Within 3 months, on 18th June, 2020, while in other places local governments were fighting with national governments over ventilators, we launched the Africa Medicines Supply Platform, the world’s first multistakeholder procurement consolidation platform at continental level.

And, on 5th October, the African Union and the Africa CDC, where I have the honour to serve as Director, launched the world’s first integrated digital public health response to the very difficult problem of reopening the skies whilst containing the pandemic.

Working with the continent’s leading airlines, laboratories, civic aviation authorities and technology actors, we unveiled Trusted Travel, an elaborate end-to-end solution allowing testing done in one country to be mutually recognised in other countries for seamless cross-border travel. Because of Trusted Travel, countries have the means to open their borders smartly and safely. Take Cape Verde, one of the countries that supported the launch of this effort, for instance. Literally one-third of the economy was nearly obliterated by COVID-19 because of the pandemic’s savage impact on tourism and transportation-related services.

Without an integrated solution to the travel challenge that restores confidence in travel, the path to full economic recovery would be painfully slow.

The more remarkable thing about the Trusted Travel intervention is how it emerged out of a “whole of society” campaign launched by the African Union on 20th August 2020 called the Saving Lives, Economies & Livelihoods initiative, an expansion of our PACT Initiative, which targeted nearly 10 million Africans for testing. It had become apparent, by June of this year, that an exclusive emphasis on disease containment would be a betrayal of the Africa CDC’s full mandate as a public health organisation.

One of the cardinal foundations of health leadership in our time is paying heed to the “social determinants of health”. Where “disease control” is itself becoming a barrier to the holistic wellness of the society, as has been the case with cross-border travel screening – with some people spending upwards of $600 on multiple, redundant, testing in a single round-trip journey (not to talk of the inconveniences and uncertainties) – it is critical that innovations that promote regional public health cooperation be prioritised.

This is precisely why between August and October, the Africa CDC expended enormous energy and effort on the diplomatically complex task of mobilising political will in Africa to harmonise public health restrictions on travel. And yet three months is in fact an unbelievably short time to mount something of this geopolitical scale.

Generating digital COVID-19 certificates and building the technical solutions for immunity certificates are by far the easiest part of the undertaking. Going through the political process of securing member state buy-in and convincing large private actors, like multinational airlines, to adopt common business processes is many times more challenging. And yet, this is what it takes, at the minimum, to assemble a credible multilateral innovative solution.

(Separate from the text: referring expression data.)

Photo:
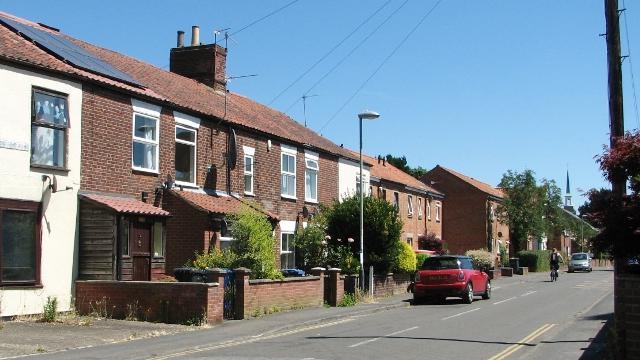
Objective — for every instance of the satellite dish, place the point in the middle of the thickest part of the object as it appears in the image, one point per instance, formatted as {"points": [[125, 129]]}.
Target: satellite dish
{"points": [[232, 154]]}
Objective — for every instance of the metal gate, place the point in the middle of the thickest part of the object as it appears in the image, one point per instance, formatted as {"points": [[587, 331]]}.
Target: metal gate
{"points": [[229, 295]]}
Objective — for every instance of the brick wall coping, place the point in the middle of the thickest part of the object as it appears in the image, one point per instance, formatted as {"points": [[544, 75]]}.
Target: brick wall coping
{"points": [[149, 283], [290, 279]]}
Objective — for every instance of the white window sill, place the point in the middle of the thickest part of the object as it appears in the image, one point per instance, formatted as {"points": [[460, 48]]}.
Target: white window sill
{"points": [[150, 171], [186, 184]]}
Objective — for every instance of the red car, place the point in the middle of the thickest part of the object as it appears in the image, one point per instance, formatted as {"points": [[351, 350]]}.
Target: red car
{"points": [[450, 275]]}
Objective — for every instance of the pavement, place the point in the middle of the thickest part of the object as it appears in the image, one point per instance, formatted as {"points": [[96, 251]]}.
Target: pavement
{"points": [[26, 336]]}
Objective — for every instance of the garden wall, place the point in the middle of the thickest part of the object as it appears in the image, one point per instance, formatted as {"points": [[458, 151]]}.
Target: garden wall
{"points": [[168, 302], [390, 284], [628, 293], [262, 296]]}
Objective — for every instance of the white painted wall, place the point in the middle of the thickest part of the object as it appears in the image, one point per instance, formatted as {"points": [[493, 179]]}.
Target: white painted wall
{"points": [[19, 181], [348, 177]]}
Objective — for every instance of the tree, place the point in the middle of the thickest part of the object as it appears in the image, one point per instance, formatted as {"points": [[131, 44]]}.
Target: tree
{"points": [[524, 207], [382, 229], [618, 222], [254, 243]]}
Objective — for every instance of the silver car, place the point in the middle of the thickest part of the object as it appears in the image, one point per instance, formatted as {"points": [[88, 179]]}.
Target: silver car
{"points": [[580, 262]]}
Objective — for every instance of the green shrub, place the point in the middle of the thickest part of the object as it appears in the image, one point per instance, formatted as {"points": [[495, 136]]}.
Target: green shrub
{"points": [[50, 309], [254, 243], [349, 300], [341, 257], [311, 244], [215, 258], [481, 259], [536, 260], [420, 258], [406, 259]]}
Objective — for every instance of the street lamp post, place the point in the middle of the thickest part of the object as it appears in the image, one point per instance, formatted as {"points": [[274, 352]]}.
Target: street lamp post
{"points": [[368, 115]]}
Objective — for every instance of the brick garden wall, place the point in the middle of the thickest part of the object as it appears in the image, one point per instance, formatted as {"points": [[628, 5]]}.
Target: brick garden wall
{"points": [[627, 292], [151, 301], [390, 284]]}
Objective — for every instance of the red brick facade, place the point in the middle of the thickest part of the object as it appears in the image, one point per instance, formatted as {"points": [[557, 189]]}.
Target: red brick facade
{"points": [[107, 167], [469, 224]]}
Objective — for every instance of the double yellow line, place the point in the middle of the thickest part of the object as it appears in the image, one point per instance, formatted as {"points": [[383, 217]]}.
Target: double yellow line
{"points": [[524, 341]]}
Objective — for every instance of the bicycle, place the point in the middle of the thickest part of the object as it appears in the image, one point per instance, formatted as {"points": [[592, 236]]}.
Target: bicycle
{"points": [[554, 274]]}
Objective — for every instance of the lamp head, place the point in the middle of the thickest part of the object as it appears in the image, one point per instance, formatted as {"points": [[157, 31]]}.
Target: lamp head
{"points": [[368, 115]]}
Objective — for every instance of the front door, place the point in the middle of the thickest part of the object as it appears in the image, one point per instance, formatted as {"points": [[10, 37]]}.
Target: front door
{"points": [[141, 250]]}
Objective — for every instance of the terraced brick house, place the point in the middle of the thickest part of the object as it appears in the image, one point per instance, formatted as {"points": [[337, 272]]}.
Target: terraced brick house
{"points": [[471, 212], [419, 206], [161, 159]]}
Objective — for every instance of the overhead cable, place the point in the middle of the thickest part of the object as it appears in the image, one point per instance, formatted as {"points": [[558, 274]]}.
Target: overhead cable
{"points": [[424, 17]]}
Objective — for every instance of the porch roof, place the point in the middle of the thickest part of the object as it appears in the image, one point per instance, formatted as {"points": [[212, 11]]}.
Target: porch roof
{"points": [[217, 204], [124, 204]]}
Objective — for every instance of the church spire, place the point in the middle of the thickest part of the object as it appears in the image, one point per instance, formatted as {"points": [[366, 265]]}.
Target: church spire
{"points": [[567, 197]]}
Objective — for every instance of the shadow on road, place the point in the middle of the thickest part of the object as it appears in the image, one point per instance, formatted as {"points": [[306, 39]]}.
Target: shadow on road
{"points": [[419, 338]]}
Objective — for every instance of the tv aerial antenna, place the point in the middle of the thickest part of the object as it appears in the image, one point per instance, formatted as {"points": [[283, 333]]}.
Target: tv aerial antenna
{"points": [[304, 106]]}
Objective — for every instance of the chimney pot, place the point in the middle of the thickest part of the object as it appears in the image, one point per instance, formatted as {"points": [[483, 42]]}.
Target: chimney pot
{"points": [[180, 38], [195, 35]]}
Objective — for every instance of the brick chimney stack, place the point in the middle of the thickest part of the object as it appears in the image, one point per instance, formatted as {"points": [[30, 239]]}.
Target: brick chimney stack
{"points": [[203, 63]]}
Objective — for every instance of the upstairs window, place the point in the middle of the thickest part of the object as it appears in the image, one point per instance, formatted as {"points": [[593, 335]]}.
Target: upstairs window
{"points": [[185, 160], [19, 243], [145, 143], [248, 169], [287, 254], [288, 172], [49, 124], [311, 178]]}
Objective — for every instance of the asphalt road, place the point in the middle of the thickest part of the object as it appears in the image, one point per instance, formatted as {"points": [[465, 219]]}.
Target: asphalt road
{"points": [[532, 318]]}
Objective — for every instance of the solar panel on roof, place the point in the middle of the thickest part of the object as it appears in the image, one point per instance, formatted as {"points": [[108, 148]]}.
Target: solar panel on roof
{"points": [[68, 51]]}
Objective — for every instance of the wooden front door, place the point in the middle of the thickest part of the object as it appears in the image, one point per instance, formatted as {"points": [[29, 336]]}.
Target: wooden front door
{"points": [[140, 244]]}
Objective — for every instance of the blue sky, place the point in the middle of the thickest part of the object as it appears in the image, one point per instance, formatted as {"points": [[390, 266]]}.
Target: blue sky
{"points": [[480, 86]]}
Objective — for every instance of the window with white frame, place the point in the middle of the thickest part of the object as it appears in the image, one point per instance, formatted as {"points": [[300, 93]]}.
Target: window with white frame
{"points": [[19, 242], [311, 177], [248, 169], [49, 124], [226, 237], [185, 157], [287, 253], [288, 171]]}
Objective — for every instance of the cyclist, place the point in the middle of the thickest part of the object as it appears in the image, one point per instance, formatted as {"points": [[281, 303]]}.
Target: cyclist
{"points": [[554, 260]]}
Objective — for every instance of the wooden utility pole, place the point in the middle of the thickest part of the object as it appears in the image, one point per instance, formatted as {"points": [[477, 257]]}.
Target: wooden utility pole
{"points": [[618, 183]]}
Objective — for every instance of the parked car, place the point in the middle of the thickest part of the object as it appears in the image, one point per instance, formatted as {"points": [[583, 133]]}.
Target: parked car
{"points": [[580, 261], [450, 275]]}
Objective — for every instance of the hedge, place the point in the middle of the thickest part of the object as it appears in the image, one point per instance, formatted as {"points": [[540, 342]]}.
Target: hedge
{"points": [[536, 261]]}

It is not surprising at all then, when one considers the general thrust of things since this pandemic began, that it is Africa that has been both bold and quick enough to launch something of this magnitude to balance the twin objectives of recovery and disease containment. Such a feat requires very optimal combinations of solidarity, leadership, innovation and communal thinking (which engenders the necessary trust for mutuality to work).

None of these values have been in short supply on the continent where COVID-19 has been concerned, even if the world has not been paying attention.

The only question left is this: what next is Africa going to do, long-term, to sustain this remarkable burst of world-leading thinking in tackling its multitudes of health challenges?